Menkum: Semangat KUHP Baru Utamakan Restorative Justice

Menteri Hukum (Menkum) Supratman Andi Agtas menegaskan Indonesia kini telah resmi menggunakan Kitab Undang-Undang Hukum Pidana (KUHP) yang baru. KUHP baru tersebut mulai berlaku pada 2 Januari 2026 dan membawa perubahan mendasar dibandingkan dengan KUHP lama yang telah digunakan selama puluhan tahun. Ia menyampaikan, KUHP baru memiliki semangat pembaruan hukum pidana nasional yang lebih berorientasi pada perlindungan hak asasi manusia (HAM) serta pendekatan keadilan restoratif atau restorative justice. Hal ini disampaikannya saat berada di Yogyakarta, Selasa (20/1/2026).

Menurut Supratman, perubahan paradigma dalam KUHP baru merupakan bagian dari proses transformasi hukum pidana Indonesia agar lebih relevan dengan nilai-nilai keadilan sosial dan perkembangan masyarakat saat ini. KUHP baru tidak lagi semata-mata menitikberatkan pada pemidanaan, tetapi juga pada pemulihan hubungan sosial antara pelaku, korban, dan masyarakat.

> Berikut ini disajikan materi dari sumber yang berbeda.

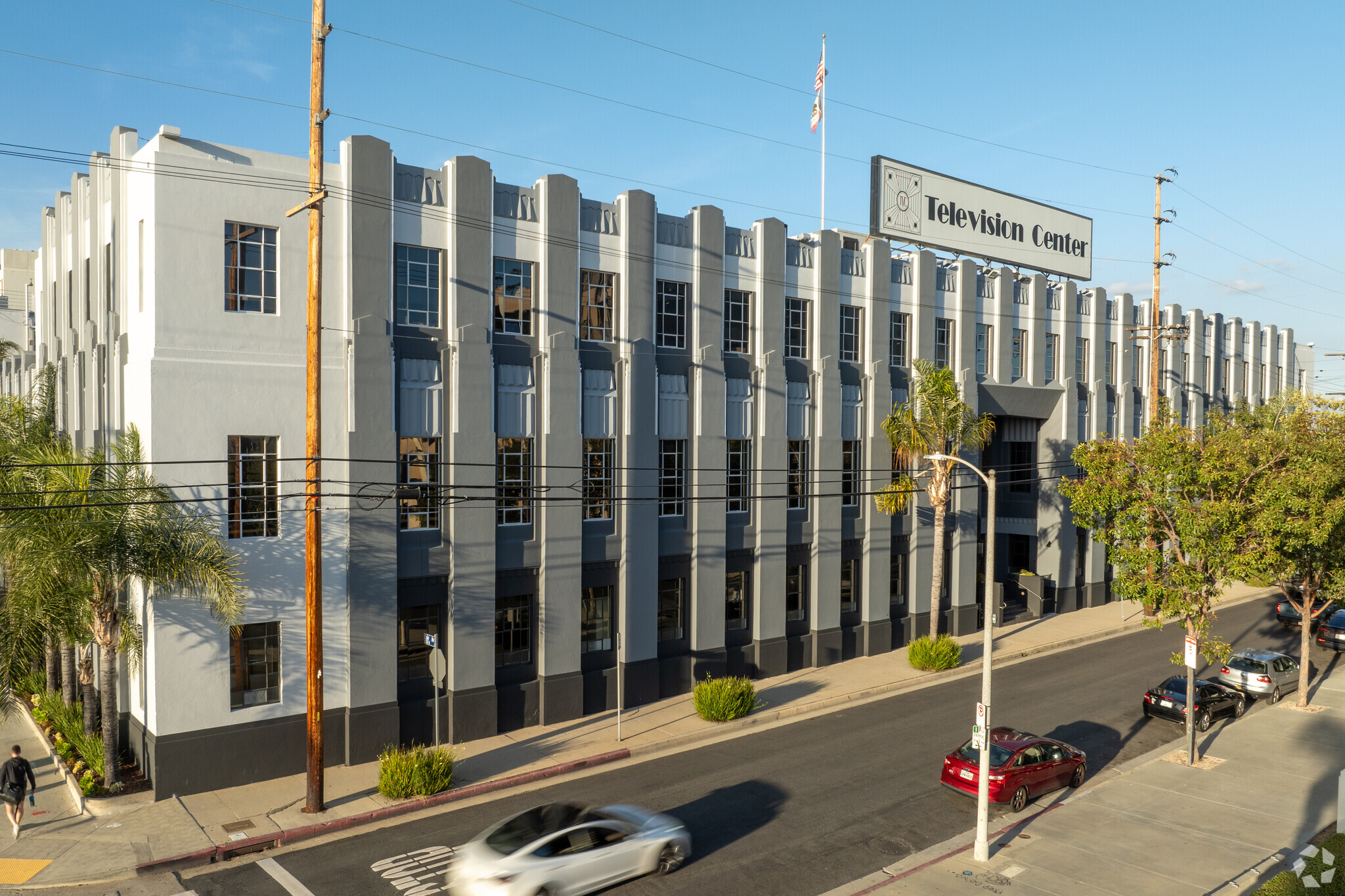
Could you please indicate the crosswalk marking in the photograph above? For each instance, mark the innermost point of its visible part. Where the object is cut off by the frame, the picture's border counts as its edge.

Ia menekankan, penerapan prinsip restorative justice dalam KUHP baru menuntut keterbukaan dan transparansi dalam setiap proses penegakan hukum. Dengan demikian, keadilan tidak hanya dirasakan oleh negara, tetapi juga oleh korban dan masyarakat secara luas. Lebih lanjut, Supratman menjelaskan, KUHP baru juga memberikan ruang yang lebih besar bagi penyelesaian perkara di luar mekanisme peradilan formal, khususnya untuk kasus-kasus tertentu yang memungkinkan adanya perdamaian dan pemulihan. Pendekatan ini diharapkan dapat mengurangi beban lembaga peradilan serta menciptakan keadilan yang lebih substantif.